Elsa was right. I was not of sound mind. I was a true idiot. No wonder I had just thrown myself at Sandro. An entire life history of poor decisions had led me to his perfectly shaped mouth.
When Elsa asked if I needed her to come pick me up, because I sounded “a touch upset,” I said no. I was afraid I’d crumble under the soothing hand of friendship and tell her everything, and I still couldn’t confide in anyone who lived in the Northern Hemisphere.
I stayed in Kramerbooks for two more hours, drinking so much coffee that I went from petrified and repentant to paranoid, shaky, petrified, and repentant.
When I got home, I showered, brushed my teeth three times, and got ready to not sleep a wink because of the caffeine. I did not pull up the video of Sandro, but when my phone rang and I saw that it was James, not Sandro or his enraged wife, I answered.
James was a perfectly charming thirty-three-year-old man who had set new standards for chivalry every time we were together. I should have thrown myself at him. He would love me despite my clear shortcomings, and he wouldn’t have to cheat on his wife to do so. But I wasn’t there. I was completely torn up with stupid schoolgirl emotions for Sandro.

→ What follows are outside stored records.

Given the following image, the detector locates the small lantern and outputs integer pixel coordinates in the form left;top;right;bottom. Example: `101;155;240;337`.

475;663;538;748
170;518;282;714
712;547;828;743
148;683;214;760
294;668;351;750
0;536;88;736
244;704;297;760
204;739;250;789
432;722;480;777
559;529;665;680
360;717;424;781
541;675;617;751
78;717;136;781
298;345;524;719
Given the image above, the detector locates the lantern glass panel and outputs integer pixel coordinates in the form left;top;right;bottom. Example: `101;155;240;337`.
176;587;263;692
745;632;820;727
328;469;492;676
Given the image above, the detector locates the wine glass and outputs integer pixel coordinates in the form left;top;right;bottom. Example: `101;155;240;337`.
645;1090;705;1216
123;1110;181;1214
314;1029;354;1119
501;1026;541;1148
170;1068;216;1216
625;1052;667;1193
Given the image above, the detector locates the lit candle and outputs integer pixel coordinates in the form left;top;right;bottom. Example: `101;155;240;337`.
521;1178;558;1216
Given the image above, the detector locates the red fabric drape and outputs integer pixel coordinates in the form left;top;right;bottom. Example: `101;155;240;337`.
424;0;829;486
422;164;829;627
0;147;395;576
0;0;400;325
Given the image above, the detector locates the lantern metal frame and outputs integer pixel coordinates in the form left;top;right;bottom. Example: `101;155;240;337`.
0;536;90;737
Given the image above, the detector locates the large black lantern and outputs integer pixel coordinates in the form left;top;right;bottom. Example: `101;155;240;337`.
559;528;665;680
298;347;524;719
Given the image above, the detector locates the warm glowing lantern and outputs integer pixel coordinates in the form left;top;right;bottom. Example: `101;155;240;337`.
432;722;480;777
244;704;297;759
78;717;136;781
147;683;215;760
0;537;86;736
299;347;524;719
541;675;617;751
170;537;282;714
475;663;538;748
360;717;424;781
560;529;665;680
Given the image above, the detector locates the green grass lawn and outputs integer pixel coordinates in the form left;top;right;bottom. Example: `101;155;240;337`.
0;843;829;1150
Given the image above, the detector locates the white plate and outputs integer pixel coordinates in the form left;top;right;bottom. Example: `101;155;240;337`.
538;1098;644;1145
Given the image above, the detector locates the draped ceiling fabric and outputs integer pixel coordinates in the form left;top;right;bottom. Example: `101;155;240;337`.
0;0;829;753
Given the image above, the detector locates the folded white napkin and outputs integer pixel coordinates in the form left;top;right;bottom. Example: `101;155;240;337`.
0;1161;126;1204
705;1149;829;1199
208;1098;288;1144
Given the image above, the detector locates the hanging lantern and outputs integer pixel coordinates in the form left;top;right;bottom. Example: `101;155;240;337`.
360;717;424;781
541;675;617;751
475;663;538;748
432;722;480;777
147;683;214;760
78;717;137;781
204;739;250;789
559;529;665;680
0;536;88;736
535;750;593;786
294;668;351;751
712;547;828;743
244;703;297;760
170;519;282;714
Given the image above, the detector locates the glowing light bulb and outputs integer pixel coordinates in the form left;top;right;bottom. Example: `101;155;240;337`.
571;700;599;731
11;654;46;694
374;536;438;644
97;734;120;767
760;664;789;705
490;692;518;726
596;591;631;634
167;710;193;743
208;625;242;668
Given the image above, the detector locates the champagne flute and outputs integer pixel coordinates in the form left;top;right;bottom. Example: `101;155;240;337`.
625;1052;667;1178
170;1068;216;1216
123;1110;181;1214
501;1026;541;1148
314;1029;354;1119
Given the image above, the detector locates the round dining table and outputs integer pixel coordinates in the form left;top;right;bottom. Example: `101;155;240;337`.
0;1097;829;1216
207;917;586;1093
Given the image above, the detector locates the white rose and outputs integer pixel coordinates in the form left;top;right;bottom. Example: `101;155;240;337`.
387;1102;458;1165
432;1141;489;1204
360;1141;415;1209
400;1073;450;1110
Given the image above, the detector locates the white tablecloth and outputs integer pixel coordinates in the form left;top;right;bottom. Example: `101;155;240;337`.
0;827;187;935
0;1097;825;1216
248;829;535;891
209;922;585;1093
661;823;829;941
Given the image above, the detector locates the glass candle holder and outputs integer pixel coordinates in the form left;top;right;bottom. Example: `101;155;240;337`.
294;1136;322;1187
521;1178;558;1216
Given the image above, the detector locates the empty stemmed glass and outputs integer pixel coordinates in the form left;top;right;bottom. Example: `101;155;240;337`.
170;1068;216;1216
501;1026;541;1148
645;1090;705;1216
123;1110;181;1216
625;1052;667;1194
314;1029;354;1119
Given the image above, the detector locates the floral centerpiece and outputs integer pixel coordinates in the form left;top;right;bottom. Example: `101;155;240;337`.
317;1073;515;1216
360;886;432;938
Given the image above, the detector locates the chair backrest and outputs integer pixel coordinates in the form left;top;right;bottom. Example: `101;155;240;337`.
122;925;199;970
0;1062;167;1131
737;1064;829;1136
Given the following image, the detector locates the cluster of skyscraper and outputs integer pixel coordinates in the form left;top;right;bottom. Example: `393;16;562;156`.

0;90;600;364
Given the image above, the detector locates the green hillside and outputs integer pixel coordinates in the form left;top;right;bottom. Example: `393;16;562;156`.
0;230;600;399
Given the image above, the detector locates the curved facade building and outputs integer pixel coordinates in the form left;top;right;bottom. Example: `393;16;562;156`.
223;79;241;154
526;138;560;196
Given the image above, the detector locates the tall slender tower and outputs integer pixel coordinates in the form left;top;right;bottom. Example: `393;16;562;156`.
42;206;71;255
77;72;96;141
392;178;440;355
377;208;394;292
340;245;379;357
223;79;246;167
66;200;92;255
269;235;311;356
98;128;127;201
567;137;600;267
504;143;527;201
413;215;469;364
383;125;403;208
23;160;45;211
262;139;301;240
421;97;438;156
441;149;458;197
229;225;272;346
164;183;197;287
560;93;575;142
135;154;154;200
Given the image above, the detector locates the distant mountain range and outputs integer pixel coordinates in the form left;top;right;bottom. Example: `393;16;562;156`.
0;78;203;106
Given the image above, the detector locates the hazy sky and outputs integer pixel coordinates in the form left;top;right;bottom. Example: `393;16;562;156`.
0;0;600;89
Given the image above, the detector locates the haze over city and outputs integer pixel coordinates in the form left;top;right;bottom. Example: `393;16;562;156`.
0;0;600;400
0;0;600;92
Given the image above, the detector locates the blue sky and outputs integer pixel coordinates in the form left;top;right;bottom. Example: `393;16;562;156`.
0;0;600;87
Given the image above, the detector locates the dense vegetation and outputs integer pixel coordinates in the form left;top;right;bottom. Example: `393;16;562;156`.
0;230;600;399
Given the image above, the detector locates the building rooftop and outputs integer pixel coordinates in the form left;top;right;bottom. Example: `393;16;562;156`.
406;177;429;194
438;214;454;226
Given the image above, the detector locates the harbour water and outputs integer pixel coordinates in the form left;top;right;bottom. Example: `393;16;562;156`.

So when James asked me if he could see me again soon, told me that he hadn’t stopped thinking about that night in the car, I had no choice but to say no.
“I don’t think that’s a good idea,” I said honestly.
“You don’t?” he said, take
n aback. “Do you feel strange about what happened? Because that doesn’t have to happen again.”
Really? The man would forgo sex and still hang out with me? He was a saint. A young Republican saint.
“Of course I would like it to happen again,” he clarified. “It was amazing. A little rushed, I admit, but that was my fault.”
I assured him that our backseat copulating had been delightful.
“But if you’re not ready, not comfortable, we don’t have to. We can wait. I just like you. I miss you and want to see you again, but I’m beginning to think you don’t agree.”
“It’s not that,” I said. “That was great. You are great.”
“Okay,” he said, hesitating. “I’m great, but you don’t want to go out with me again.”
“I think I’m in love with someone else,” I said flatly.
The gushing stopped right there.
“James?” I asked after a long, awkward silence.
“You slept with me while debating whether you’re in love with someone else? That’s pretty despicable.”
It certainly was. My voice quivered, and his rose in anger. Finally he promised not to bother me anymore and hung up the phone.
I went to the bathroom and washed my face, desperately trying to soap away tears and humiliation. I looked at myself in the mirror. I had no idea how I had allowed just eight months at a Washington job to transform me into a terrible person.
CHAPTER 14
One thing the bigwigs at the Capitolist loved to do was talk about how awesome the Capitolist was. They sent out staff-wide emails that were grammatically correct love letters to themselves and saluted each other like they were all saving the world one very quickly written article at a time. But they were just warm-ups for the Capitolist’s fourth anniversary celebration. Forget the Fourth of July—the real red, white, and blue came out for the List’s oh so cleverly named “Read, White, and Blue” party held in the middle of June.